Stanford Carmack’s presentation was entitled “The Archaic Language of the Original Book of Mormon.” His slides are pages 85 through 144 of the slides below.
Note that we have not made this recording or these slides available for downloading or printing due to copyright issues. Please refrain from attempting to bypass these restrictions.
wonderful wonderful!
a typo on slide 77-
1 Thessalonians 3:22 does NOT exist. It should be 1 Thess. 3:12
a typo on slide 79–
1 Thessalonians 3:22 does NOT exist. It should be 1 Thess. 3:12
Very nice presentation by Royal.
At I Ne 8:31, slides 62-64, O has “specious,” while P has “spacious” — referring to that great building, representing variously the pride of the world, the vain imaginations and pride of men, and the world and wisdom thereof (I Ne 12:18). Thus, it might be worth pointing out that specious can mean “misleading in appearance, especially misleadingly attractive.” Might that even be the correct reading?
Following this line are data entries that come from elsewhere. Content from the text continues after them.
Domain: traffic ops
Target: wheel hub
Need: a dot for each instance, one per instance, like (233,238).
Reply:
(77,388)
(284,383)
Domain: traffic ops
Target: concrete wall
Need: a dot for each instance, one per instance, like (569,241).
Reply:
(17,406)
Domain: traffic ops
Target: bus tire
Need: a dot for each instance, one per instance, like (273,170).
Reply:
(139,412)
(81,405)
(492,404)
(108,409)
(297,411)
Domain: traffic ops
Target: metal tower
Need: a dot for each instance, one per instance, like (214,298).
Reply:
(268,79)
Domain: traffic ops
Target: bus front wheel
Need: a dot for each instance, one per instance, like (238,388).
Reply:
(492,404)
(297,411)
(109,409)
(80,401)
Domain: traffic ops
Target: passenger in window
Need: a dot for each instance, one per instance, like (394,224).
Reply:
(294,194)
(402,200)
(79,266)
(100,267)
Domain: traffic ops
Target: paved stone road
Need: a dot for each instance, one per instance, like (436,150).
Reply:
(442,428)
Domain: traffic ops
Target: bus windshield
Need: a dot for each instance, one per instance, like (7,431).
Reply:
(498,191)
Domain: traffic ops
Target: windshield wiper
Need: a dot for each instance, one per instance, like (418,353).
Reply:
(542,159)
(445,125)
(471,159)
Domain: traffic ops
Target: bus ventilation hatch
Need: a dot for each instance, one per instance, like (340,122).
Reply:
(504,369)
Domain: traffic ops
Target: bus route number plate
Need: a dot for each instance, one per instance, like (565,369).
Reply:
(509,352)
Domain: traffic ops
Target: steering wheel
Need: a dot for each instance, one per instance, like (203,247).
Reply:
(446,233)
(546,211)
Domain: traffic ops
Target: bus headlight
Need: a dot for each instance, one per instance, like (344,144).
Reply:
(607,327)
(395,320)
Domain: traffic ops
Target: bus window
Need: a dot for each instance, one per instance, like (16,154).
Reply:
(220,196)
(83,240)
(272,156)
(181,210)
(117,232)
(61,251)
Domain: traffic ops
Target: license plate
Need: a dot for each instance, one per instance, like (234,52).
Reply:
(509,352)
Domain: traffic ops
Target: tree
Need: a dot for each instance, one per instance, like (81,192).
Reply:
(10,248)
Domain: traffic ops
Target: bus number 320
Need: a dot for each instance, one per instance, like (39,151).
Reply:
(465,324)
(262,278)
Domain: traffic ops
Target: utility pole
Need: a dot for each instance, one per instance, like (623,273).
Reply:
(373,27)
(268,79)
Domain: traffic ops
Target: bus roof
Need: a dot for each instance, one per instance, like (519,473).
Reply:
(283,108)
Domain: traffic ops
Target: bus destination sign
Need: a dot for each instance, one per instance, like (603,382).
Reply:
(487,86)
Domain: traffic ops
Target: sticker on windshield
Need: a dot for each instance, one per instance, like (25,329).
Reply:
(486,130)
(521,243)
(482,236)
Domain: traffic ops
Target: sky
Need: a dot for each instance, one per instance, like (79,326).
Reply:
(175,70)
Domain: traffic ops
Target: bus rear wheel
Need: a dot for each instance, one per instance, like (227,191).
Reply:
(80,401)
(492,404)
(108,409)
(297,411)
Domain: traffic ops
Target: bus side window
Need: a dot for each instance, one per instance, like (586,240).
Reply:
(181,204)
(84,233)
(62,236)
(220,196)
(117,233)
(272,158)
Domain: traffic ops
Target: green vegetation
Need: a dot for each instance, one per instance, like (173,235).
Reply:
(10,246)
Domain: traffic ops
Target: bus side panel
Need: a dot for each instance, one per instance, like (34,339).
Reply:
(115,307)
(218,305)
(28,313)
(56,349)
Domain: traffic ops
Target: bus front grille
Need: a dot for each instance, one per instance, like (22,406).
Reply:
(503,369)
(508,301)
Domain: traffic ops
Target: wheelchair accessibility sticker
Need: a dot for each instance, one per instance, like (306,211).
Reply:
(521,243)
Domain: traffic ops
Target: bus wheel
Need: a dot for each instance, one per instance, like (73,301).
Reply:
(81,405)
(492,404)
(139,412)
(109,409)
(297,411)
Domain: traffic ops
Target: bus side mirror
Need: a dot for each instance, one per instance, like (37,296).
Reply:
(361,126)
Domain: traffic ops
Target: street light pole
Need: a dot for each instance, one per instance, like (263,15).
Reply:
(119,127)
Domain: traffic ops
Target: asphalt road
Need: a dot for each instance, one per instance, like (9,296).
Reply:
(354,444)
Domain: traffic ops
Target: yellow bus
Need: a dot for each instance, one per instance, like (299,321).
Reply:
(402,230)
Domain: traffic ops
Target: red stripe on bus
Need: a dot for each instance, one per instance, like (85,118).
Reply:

Indeed, in Scripture Central’s KnoWhy #546, the abstract online has the phrase at the end “the great and specious building” (https://www.youtube.com/watch?v=0tQnwiMDEKk ).
Moreover, Lord Edward Coke (1552-1634) referred to the magnificent London Charterhouse as “the spacious and specious House .” He went on to refer to it as “tanquam Orbis in Urbe [‘as a world within a world’].” Selected Writings of Sir Edward Coke, vol. I, https://oll.libertyfund.org/titles/shepherd-selected-writings-of-sir-edward-coke-vol-i#Coke_0462-01_845 .
That is not dealt with in ATV1. I haven’t seen ATV2 or ATV3.
Awesome. Thank you for making this availble.
It was wonderful. I thoroughly enjoyed it. Brilliant linguistic research by both! I left Blanding 6 a.m. for Provo, listened to Royal Skousen and Stanford Carmack’s presentations on critical text project, and drove back by dark. The 10-hour round-trip drive was well worth it. It is an additional independent witness (among many others) that the Book of Mormon came from Above and could not have been of earthly invention.
Are you the Brian Stubbs who’s been doing the linguistic research? If I had known you were going to be there, I would have tracked you down. I’ve been wanting to get in contact with you about your research and about some ideas that have been brewing in my mind about language and Egyptian writing.
It was a wonderful presentation. I would have liked more time to mingle afterwards, and I’m curious to find out more about Royal’s theory about textual criticism: the differences between copyists and editors.